Entzündungen sind die Reaktion unseres Körpers auf kleine Fehler in unserem Stoffwechsel. Äußere Folgen sind zum Beispiel unreine Haut, die Verschlechterung einer Neurodermitis oder schlecht heilende Wunden. Schlimmer sind die inneren Folgen, zum Beispiel chronische Entzündungen, die sich im inneren des Körpers abspielen und die durch stetige Zufuhr von Glucose verschlimmert werden. Die Forschung der letzten Jahre deutet darauf hin, dass dieses Entzündungsgeschehen auch einen Einfluss auf unsere Stimmung hat. Es gibt beispielsweise immer mehr Studien, die untersuchen, ob auch Depressionen mit diesem Entzündungsgeschehen in unserem Körper zu tun haben.

Krebs

Inwieweit Zucker zur Krebsentstehung beiträgt, ist noch unklar. Gewiss ist aber, dass der Verzehr von Zucker das Wachstum von Krebs fördert, denn die Tumorzellen ernähren sich von dem süßen Stoff.

Heißhunger

Reiner Zucker oder Nahrungsmittel, die hauptsächlich aus Zucker bestehen (und kaum Fett oder komplexe Kohlenhydrate enthalten), führen schnell zu einem sehr hohen Blutzuckerspiegel, der wiederum die erhöhte Ausschüttung von Insulin verursacht. Das viele Insulin sorgt dafür, dass der Zucker schnell in die Zellen transportiert wird und der Blutzuckerspiegel absinkt. Dabei fällt der Blutzucker innerhalb kurzer Zeit so stark ab, dass wir Heißhunger bekommen. Jetzt will unserer Körper Energie, die er möglichst schnell aufnehmen kann: Zucker. So sind wir in einem Teufelskreis gefangen und kommen von einer Heißhungerattacke in die nächste.

Störung des Insulinhaushaltes

Je mehr Zucker wir essen, desto mehr Insulin muss unser Körper produzieren und ausschütten. Das kann – neben anderen möglichen Ursachen – irgendwann zu einer Insulinresistenz und schließlich zu Diabetes Typ 2 beitragen. Diese Krankheit ist sehr ernst zu nehmen, denn sie zerstört langsam unseren Körper und erhöht das Risiko für andere Krankheiten. (Zu viel Zucker ist nicht immer der Grund für Diabetes, aber nach aktuellem Stand der Wissenschaft ein möglicher Verursacher für Diabetes Typ 2.)

Fazit

Im Duden steht: „Gift ist ein in der Natur vorkommender oder künstlich hergestellter Stoff, der nach Eindringen in den Organismus eines Lebewesens eine schädliche, zerstörende, tödliche Wirkung hat.“

Mit dem Konsum von Zucker fördern wir Vorgänge in unserem Körper, die unsere Gesundheit schädigen. Darüber, ob diese Wirkung nun als giftig bezeichnet werden kann, können wir uns sicherlich streiten. Weit davon entfernt ist sie jedoch sicherlich nicht.

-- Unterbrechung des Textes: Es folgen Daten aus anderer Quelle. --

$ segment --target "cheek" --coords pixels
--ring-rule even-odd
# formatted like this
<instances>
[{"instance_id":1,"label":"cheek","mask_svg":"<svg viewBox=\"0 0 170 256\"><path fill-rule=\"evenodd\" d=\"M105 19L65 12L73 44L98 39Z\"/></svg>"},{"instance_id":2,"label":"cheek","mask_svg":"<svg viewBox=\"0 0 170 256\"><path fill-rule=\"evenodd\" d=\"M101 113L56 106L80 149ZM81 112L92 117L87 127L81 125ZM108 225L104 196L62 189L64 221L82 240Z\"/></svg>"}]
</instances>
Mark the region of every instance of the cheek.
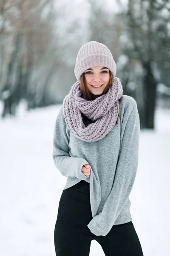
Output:
<instances>
[{"instance_id":1,"label":"cheek","mask_svg":"<svg viewBox=\"0 0 170 256\"><path fill-rule=\"evenodd\" d=\"M107 74L107 76L105 76L105 78L103 78L103 79L106 83L108 83L110 80L110 75L109 74Z\"/></svg>"},{"instance_id":2,"label":"cheek","mask_svg":"<svg viewBox=\"0 0 170 256\"><path fill-rule=\"evenodd\" d=\"M90 79L90 76L85 76L85 81L88 84L91 80L91 78Z\"/></svg>"}]
</instances>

Für unsere Gesundheit hat Zucker sehr viele Nachteile. Das, was uns Zucker gibt, ist wohl in erster Linie seine kurzzeitige, direkte Wirkung auf unser Wohlbefinden: Er befriedigt schnell unser Bedürfnis nach Energie, macht uns glücklich und schmeckt lecker.

Aber ist dieser Genuss es wert, unsere Gesundheit und unser Wohlbefinden auf Dauer zu gefährden oder gibt es nicht genügend andere Dinge in unserem Leben, die uns glücklich machen und die zudem vielleicht sogar noch gesund sind?

Wie siehst du das? Verzichtest du auf Zucker, nutzt du Alternatven oder ist dir das alles schnuppe?